DOING SOMETHING WITH SELECTED OBJECTS
Another way to make a script more flexible is to allow the user to select the objects to be processed, instead of listing them all by name. These commands will make a name for each sound object that is currently selected:
numberOfSelectedSounds = numberOfSelected ("Sound") for i to numberOfSelectedSounds sound'i' = selected ("Sound", i) endfor
The individual sounds can then be processed using another for loop from i to numberOfSelectedSounds, or individually by referring to them as sound1, sound2, etc. See save_selected.praat for an example of a script for processing selected sounds and textgrids, and reading their names.

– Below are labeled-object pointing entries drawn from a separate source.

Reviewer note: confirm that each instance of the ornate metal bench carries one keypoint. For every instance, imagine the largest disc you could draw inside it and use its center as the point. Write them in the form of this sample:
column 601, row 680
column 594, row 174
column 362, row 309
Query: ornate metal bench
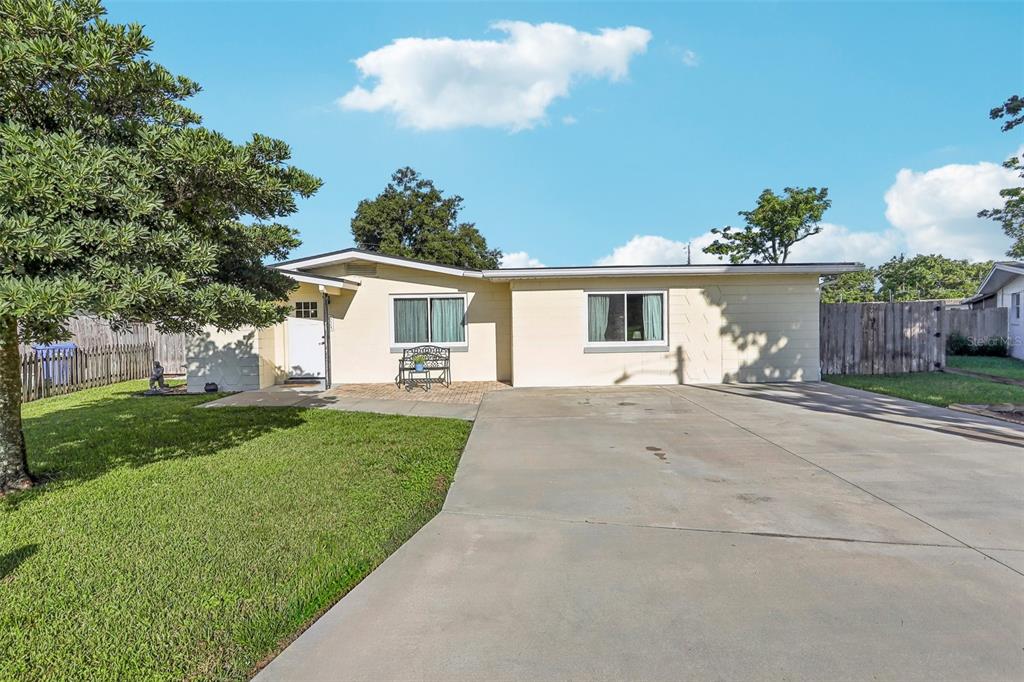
column 434, row 358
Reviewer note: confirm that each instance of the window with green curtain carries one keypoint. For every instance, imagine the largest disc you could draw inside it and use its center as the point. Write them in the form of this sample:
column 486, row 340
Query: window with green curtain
column 411, row 321
column 652, row 316
column 625, row 317
column 446, row 320
column 597, row 325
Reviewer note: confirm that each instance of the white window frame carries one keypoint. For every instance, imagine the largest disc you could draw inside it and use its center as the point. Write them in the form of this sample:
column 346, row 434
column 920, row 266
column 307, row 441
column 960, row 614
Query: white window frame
column 660, row 343
column 443, row 344
column 314, row 308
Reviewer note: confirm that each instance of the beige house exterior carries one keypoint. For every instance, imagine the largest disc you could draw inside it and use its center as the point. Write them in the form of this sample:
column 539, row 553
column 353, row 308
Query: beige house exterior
column 1005, row 287
column 353, row 313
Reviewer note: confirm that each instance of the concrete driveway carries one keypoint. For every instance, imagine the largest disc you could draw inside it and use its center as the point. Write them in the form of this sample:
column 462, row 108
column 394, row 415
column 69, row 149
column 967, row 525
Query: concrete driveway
column 787, row 531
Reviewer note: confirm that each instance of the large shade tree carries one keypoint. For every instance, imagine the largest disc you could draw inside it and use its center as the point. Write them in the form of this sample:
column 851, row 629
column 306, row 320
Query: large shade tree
column 116, row 202
column 1011, row 214
column 413, row 218
column 773, row 226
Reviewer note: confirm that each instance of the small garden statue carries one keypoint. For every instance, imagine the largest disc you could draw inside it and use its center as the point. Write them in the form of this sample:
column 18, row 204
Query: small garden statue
column 157, row 378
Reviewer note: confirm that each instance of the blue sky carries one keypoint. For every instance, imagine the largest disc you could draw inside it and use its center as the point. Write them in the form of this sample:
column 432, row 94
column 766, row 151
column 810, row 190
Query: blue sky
column 658, row 134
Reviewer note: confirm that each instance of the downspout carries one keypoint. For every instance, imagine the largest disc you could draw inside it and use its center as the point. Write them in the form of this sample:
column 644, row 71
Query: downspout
column 327, row 337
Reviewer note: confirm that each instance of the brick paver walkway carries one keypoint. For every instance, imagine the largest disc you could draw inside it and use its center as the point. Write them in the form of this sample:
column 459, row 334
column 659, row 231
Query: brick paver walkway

ADDING A HEADER ROW TO THE OUTPUT FILE
By adding a header row to the output file, you are adding a heading to each variable column in a csv or tab-delimited output file. The same fileappend command can work here; the file would write one single row with the variable names (separated by comma or tab) that represent the measurements to be written in the output file in the same sequence. To avoid producing the header row repeatedly inside the output file, the fileappend command should be written before the for loop starts.
Basically, adding a header row is more like adding a copy of the fileappend command line that is used to write the data into an output file. The only difference is we do not need to mark the variable here.
fileappend formants_'sound_file$'.txt 'word$','left$','phone$','right$','f1_1','f2_1','f1_2','f2_2','f1_3','f2_3''newline$' endfor
fileappend formants_'sound_file$'.txt word, left, phone, right, f1_1, f2_1, f1_2, f2_2, f1_3, f2_3 'newline$' endfor
PAUSING A SCRIPT
You can pause a script at any time in order to give an instruction to the user or prompt the user to check or adjust something. For example, this command will pause the script and ask the user to fix TextGrid boundaries (possibly because the script is about to make a measurement based on a TextGrid):
pause Please fix the TextGrid boundaries
See merge_textgrids.praat for an example of a script with a single pause. It can also be very useful to put a pause inside a for loop.